The most recent dividend payout from Pioneer–base dividend and bonus dividend–resulted in a yield of 11%. I think Pioneer is a good candidate for producing a dividend of 8% or more–maybe solidly more if oil prices climb toward $100 a barrel.
Which is why I recently added the stock to my Dividend Portfolio. Pioneer has been a member of my Jubak Picks Portfolio since January 2, 2022. That position is down–without counting dividends–by 2.9% to February 28
Wednesday, February 22, Pioneer Natural Resources (PXD) reported better-than-expected adjusted earnings for the fourth quarter of 2022 while revenues came up short of Wall Street estimates. Revenue was still up 18% year-over-year to $5.1 billion.

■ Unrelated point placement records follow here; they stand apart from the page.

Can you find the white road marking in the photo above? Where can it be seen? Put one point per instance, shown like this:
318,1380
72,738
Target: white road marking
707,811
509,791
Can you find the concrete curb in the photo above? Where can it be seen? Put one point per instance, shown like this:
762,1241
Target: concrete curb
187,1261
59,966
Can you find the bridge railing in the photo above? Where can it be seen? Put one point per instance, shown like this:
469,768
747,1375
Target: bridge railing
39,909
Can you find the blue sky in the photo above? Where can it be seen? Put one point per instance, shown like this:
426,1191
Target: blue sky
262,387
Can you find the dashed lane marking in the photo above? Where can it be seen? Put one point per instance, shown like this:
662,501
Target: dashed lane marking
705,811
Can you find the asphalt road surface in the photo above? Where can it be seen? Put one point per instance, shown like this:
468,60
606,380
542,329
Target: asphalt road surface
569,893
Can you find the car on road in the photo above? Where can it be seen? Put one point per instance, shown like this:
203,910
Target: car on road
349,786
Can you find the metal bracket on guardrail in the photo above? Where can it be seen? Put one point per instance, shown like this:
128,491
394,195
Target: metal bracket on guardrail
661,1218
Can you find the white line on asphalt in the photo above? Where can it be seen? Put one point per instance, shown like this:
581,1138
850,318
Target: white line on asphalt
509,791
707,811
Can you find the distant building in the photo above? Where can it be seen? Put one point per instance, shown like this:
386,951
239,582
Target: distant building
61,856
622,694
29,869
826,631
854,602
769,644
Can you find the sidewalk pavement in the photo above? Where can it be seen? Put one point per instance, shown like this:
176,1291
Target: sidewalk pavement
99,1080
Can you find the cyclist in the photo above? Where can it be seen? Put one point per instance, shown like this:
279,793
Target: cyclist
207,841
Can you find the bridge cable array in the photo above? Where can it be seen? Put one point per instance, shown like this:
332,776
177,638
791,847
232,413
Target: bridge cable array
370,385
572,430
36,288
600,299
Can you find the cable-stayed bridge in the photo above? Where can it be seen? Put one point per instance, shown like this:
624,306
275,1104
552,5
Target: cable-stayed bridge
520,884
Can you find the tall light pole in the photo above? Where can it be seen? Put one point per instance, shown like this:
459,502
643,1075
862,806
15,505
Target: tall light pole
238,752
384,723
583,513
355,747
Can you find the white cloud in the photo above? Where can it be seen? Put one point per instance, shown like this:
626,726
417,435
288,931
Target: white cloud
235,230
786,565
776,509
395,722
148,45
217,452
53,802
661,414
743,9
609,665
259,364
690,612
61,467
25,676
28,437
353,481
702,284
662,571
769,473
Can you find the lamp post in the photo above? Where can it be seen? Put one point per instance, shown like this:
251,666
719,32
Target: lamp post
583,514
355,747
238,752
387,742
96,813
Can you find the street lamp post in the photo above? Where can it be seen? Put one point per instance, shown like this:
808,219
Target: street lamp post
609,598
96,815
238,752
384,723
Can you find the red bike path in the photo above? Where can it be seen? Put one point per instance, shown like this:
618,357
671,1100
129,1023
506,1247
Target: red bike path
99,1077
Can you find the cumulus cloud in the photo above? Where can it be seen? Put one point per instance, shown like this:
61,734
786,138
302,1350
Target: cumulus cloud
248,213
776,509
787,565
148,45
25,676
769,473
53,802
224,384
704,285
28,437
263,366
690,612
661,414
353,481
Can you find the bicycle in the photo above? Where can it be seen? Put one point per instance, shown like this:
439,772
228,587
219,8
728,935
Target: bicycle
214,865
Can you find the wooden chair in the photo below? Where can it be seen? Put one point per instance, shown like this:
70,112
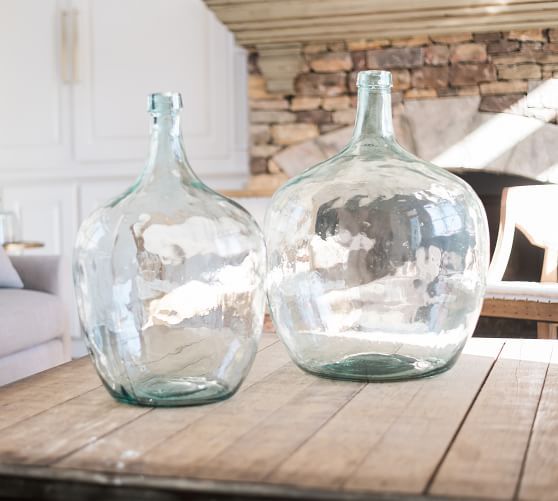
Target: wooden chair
533,210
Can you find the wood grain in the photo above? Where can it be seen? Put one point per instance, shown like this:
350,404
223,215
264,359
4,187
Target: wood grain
468,433
486,458
288,21
530,310
540,478
374,441
36,394
124,448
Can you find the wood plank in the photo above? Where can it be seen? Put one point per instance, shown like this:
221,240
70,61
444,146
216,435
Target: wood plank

Fourth quarter net income nearly doubled to $1.48 billion or $5.98 a share, from $763 million, or $2.97 a share, in the fourth quarter of 2021.
The company declared a quarterly total dividend of $5.58/share, made up of a $1.10 base dividend and a $4.48 variable dividend. The total annualized dividend yield is approximately 11%.
Which is why I’m adding the shares to my Dividend Portfolio today. (The stock is already in my Jubak Picks Portfolio.) The dividend is payable on Mach 7 to shareholders of record on March 6.
In the fourth quarter Pioneer said oil production fell 11% year over year to 350,600 barrels per day and total output fell 3.7% to 661,500 barrels of oil equivalent a day.
The company’s average realized price in the quarter for oil rose 9.4% year over year to $83.53 per barrel, while its average realized price for natural gas liquids was $27.67 per barrel and its average realized price for gas was $4.98/Mcf.
For fiscal 2023, Pioneer projects a capital budget of $4.45 billion to $4.75 billion for drilling, completions, facilities and water infrastructure, plus a $100 million to $200 million capital budget for exploration, environmental, and other capital.
For the first quarter of 2023, Pioneer forecasts oil production of 349,000 to 364,000 barrels per day and a total output of 659,000 to 687,000 barrels of oil equivalent a day.
It is impossible, of course, to predict the price of oil in the coming quarters but the consensus among oil analysts is that at least in the first half of 2023 oil prices are likely to rise from current levels as demand for oil from China increases as the Chinese economy picks up speed after the latest surge in Covid infections and deaths.
Today I posted my two-hundred-and-fifth YouTube video.
This week’s Trend of the Week: U.S. Oil Production is Not Rising as Expected. Oil prices have averaged $100 per barrel over 2022–a figure that would normally lead oil companies to expand production and capital spending, but it hasn’t this time. According to the Energy Information Administration, U.S. oil production is only up about 3% from December 2021. Projections had the U.S. at 12 million barrels a day by the end of this year, but we’re currently only at 9.77 million barrels a day. Why is the production not going up? Oil shale fields deplete faster than traditional fields and we may have reached peak production in some of these oil shale basins. The best properties may have been exhausted and we’re now seeing companies move to their more inferior properties. The drilling and fracking may be happening at a steady pace, but we’re not getting as much out of the wells and properties currently being drilled. Companies that had a stock of drilled, but uncompleted have now worked through those “spare” wells and don’t have the motivation to drill new ones as Wall Street and investors would prefer high dividends instead of capital spent on a commodity that has an unclear future. The two oil companies I would look at are Pioneer Natural Resources Company (NYSE: PXD) and ConocoPhillips (COP) because of their mix of resources.